Sydney: A hormone like leptin could hold the key to why and how people pile on pounds.
Our bodies secrete leptin in response to increasing fat deposits, said Tony Tiganis, professor in biochemistry at the Monash University`s Obesity and Diabetes Institute.
"Leptin instructs the body to increase energy expenditure and decrease food intake, and so helps us maintain a healthy body weight," said Tiganis, who led the study.
"The body`s response to leptin is diminished in overweight and obese individuals, giving rise to the concept of `leptin-resistance`," said Tiganis, the journal Cell Metabolism reports.
Two proteins are already known to inhibit leptin in the brain. Tiganis` team have discovered a third, according to a Monash statement.
In mice, this third protein becomes more abundant with weight-gain, exacerbating leptin-resistance and hastening progression to morbid obesity.
The study showed that these three proteins that regulate leptin take effect at different stages, shedding light on how obesity progresses.

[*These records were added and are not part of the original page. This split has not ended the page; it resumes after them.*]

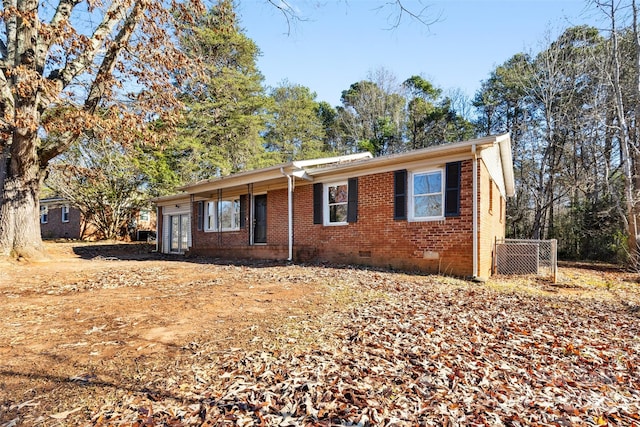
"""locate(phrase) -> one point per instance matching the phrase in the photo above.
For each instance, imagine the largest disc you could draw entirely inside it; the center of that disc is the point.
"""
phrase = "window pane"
(338, 213)
(434, 181)
(425, 206)
(226, 215)
(211, 216)
(338, 194)
(419, 184)
(427, 183)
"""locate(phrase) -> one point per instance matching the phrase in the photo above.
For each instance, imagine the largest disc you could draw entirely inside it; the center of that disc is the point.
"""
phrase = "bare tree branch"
(109, 61)
(112, 16)
(61, 15)
(401, 11)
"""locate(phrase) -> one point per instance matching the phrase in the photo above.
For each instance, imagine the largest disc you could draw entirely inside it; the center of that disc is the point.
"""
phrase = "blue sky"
(343, 41)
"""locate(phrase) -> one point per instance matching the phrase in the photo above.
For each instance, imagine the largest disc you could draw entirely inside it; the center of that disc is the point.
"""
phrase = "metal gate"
(525, 256)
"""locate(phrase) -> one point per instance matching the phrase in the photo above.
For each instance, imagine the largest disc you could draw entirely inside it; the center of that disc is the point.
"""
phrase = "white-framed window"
(44, 214)
(223, 215)
(65, 213)
(427, 195)
(336, 201)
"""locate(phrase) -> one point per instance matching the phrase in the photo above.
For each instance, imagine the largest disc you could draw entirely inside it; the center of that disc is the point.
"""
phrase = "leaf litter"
(384, 349)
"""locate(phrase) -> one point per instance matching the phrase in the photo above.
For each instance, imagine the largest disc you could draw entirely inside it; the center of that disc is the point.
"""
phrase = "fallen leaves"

High fat diet-induced weight gain is largely prevented in engineered mice when two of these proteins are deleted in the brain, the study suggested.
"We now have to determine what happens when all three negative regulators are neutralised. Do we prevent high fat diet-induced obesity?
"Humans have a deep-seated attraction to overeating and nutrient-rich food, inherited from our hunter-gatherer ancestors. Now that food is more readily available and our lifestyles are less active, our evolutionary drive to overeat is becoming problematic," said Tiganis.